In deze rapportage zijn de resultaten van twee projecten samengevoegd. Wanneer mogelijk zijn de gebruikte methodes en gevonden resultaten van beide projecten samen beschreven. In sommige gevallen was dat niet mogelijk door een

verschillende aanpak.

In deze rapportage is eerst ingegaan op de achtergrond en probleemstelling (Hoofdstuk 1). In het tweede hoofdstuk is de potentie van steenmeel in

natuurherstel beschreven. In het derde hoofdstuk volgt een korte samenvatting van de proefopzet van beide experimenten, met als focus de overeenkomsten en

verschillen en een overzicht van de gebruikte materialen en methodes. In het vierde hoofdstuk zijn de resultaten van het mineralogisch vooronderzoek

beschreven.
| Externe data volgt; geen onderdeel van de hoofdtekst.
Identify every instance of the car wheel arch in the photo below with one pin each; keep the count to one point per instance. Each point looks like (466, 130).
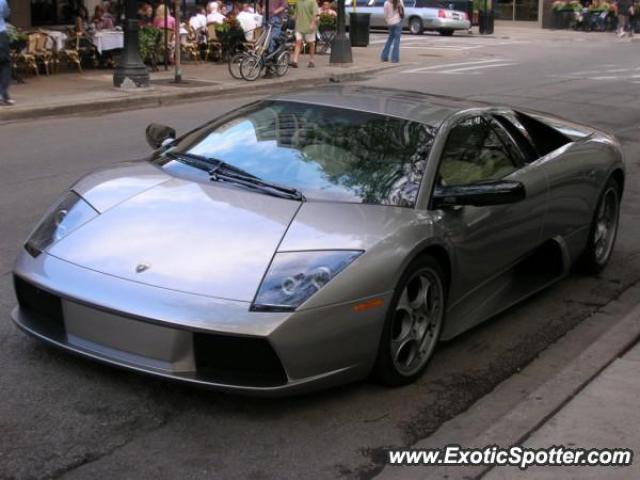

Dit is tevens de verantwoording voor de gekozen soorten steenmeel en doseringen in de experimenten. Vervolgens is ingegaan op de resultaten van de behandelingen na drie groeiseizoenen op de bodemchemie (Hoofdstuk 5), plantchemie (Hoofdstuk 6), vegetatiesamenstelling (Hoofdstuk 7) en fauna (Hoofdstuk 8 en 9). Er is geen afsluitend synthesehoofdstuk in het rapport geplaatst, de synthese staat aan het begin van het rapport als een zelfstandig leesbare samenvatting.